I thought anyone reading my rather gloomy recent posts could probably do with a laugh so I thought I’d put this up.

These clips contain a short item  I did about nine or ten years ago for the BBC series Space, which was presented by Sam Neill. Originally we were going to demonstrate wormholes using a snooker table, clever editing and reversed video. The producer, Jeremy,  decided that wouldn’t look spectacular enough so instead we went to St Anton in Austria: I was flown over the Alps in a helicopter and then driven through the Arlberg tunnel in an impressively fast car. Well worth the cost to license fee payers, I’m sure, even if the three-day trip to Austria by me and a crew of six as well as the hire of the helicopter ended up as a mere three minutes of screen time…

The episode I was in, the last of 6 in the series, was called To Boldly Go. I remember suggesting to the producer that the only way to travel faster than light in the manner required was with a split infinitive drive, but they didn’t use that in the final script.

Notice how, in the helicopter sequence, I give the appearance of being completely terrified. A fine piece of acting by me, I thought. *Cough*

Unfortunately my bit is quite a long way into the first clip, so you need to wait until about 09.00, and it runs over the join into the second clip

The item is daft, I know, and I don’t really believe any of that stuff about wormholes… but it was great fun doing it.
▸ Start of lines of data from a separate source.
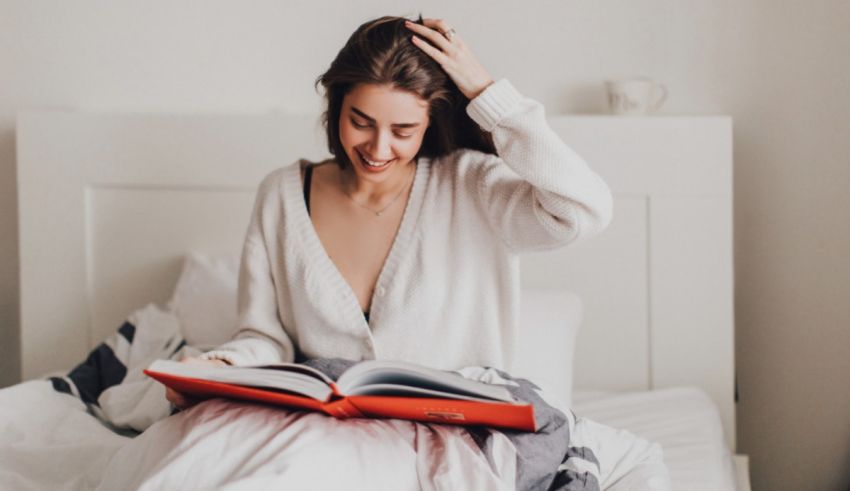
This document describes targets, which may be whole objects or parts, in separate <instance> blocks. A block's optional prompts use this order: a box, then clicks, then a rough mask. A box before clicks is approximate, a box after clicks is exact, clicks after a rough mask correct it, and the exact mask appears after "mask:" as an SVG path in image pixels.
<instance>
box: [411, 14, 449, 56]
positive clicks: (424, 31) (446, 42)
mask: <svg viewBox="0 0 850 491" xmlns="http://www.w3.org/2000/svg"><path fill="white" fill-rule="evenodd" d="M405 25H406V26H407V28H408V29H410V30H411V31H413V32H415V33H416V34H418V35H419V36H420V37H423V38H425V39H427V40H428V41H429V42H430V43H431V44H432V45H434V46H436V47H438V48H440V50H442V51H444V52H446V53H448V52H449V51H450V50H451V49H452V45H451V43H449V40H448V39H446V37H445V36H443V35H442V34H441V33H439V32H437V31H435V30H434V29H431V28H430V27H427V26H423V25H422V24H417V23H415V22H410V21H406V22H405Z"/></svg>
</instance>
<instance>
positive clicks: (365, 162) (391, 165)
mask: <svg viewBox="0 0 850 491" xmlns="http://www.w3.org/2000/svg"><path fill="white" fill-rule="evenodd" d="M355 152H356V153H357V156H358V157H360V159H361V161H360V162H359V164H360V166H361V167H362V168H363V169H365V170H366V171H368V172H373V173H378V172H383V171H385V170H387V169H389V168H390V167H392V164H393V162H395V161H396V159H391V160H390V161H388V162H387V163H386V164H385V165H382V166H381V167H372V166H371V165H369V164H367V163H366V162H365V160H366V157H365V156H364V155H363V154H362V153H361V152H360V151H359V150H355ZM370 160H371V159H370Z"/></svg>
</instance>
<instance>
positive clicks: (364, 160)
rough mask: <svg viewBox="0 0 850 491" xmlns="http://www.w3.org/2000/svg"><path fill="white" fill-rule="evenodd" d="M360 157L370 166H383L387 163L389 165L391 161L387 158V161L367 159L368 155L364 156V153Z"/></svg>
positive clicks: (385, 164)
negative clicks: (387, 159) (370, 159)
mask: <svg viewBox="0 0 850 491" xmlns="http://www.w3.org/2000/svg"><path fill="white" fill-rule="evenodd" d="M360 158H362V159H363V161H364V162H366V164H368V165H369V166H370V167H383V166H385V165H387V164H389V163H390V162H391V161H390V160H387V161H386V162H376V161H373V160H369V159H367V158H366V157H364V156H363V154H360Z"/></svg>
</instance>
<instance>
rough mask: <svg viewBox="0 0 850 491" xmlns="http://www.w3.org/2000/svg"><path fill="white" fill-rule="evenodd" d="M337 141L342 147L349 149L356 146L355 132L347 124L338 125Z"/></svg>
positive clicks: (354, 131) (351, 126)
mask: <svg viewBox="0 0 850 491" xmlns="http://www.w3.org/2000/svg"><path fill="white" fill-rule="evenodd" d="M339 140H340V142H342V146H343V147H350V146H352V145H356V144H357V132H356V131H354V128H353V127H352V126H351V125H349V124H344V123H340V125H339Z"/></svg>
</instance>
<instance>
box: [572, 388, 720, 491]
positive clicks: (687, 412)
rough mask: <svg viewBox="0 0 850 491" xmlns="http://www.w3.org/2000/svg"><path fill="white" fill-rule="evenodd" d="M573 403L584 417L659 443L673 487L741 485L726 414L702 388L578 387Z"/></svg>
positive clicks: (676, 488) (574, 411) (692, 490)
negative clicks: (699, 388) (725, 426)
mask: <svg viewBox="0 0 850 491" xmlns="http://www.w3.org/2000/svg"><path fill="white" fill-rule="evenodd" d="M573 404H574V405H573V411H574V412H575V413H576V414H577V415H578V416H580V417H584V418H588V419H591V420H594V421H596V422H599V423H602V424H605V425H609V426H612V427H614V428H623V429H626V430H628V431H631V432H632V433H634V434H636V435H638V436H640V437H642V438H645V439H647V440H650V441H654V442H657V443H659V444H660V445H661V447H662V448H663V450H664V463H665V464H667V467H668V469H669V472H670V478H671V481H672V488H673V489H687V490H692V491H700V490H706V491H708V490H711V491H718V490H734V489H736V485H735V470H734V469H735V468H734V462H733V459H732V454H731V452H730V451H729V448H728V446H727V445H726V442H725V439H724V437H723V427H722V424H721V422H720V414H719V412H718V410H717V406H716V405H715V404H714V402H713V401H712V400H711V399H710V398H709V397H708V395H707V394H706V393H705V392H703V391H702V390H700V389H697V388H694V387H677V388H669V389H659V390H653V391H634V392H612V391H588V390H576V391H575V393H574V394H573Z"/></svg>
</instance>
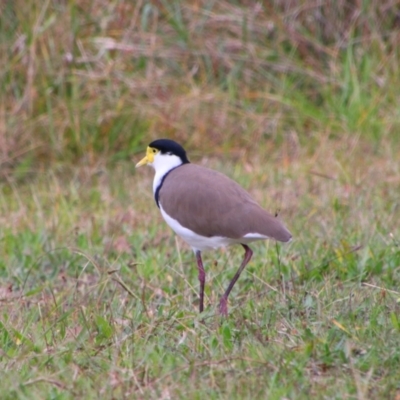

5 Responses to “Space Time”

  1. Anton Garrett Says:

    Nice to know license payers’ money is well spent… all they had to do was find film of a train going into a tunnel and out the other end.


  2. I always wonder if prudish train-spotters watch porn to avoid getting too excited by the sight of real trains going into actual tunnels.

  3. I thought you looked more terrified riding in that car than in the helicopter! I enjoyed the clips, I hadn’t seen that show before.

  4. telescoper Says:

    I found the helicopter thing very difficult. First, I’m very scared of heights. Second, the pilot was quite mad and flew us very close to the mountains. And third, there was constant chatter on my headphones between the pilot and camera operator (for the camera on the front of the helicopter) while I was doing my piece. It was very hard to concentrate with all that going on.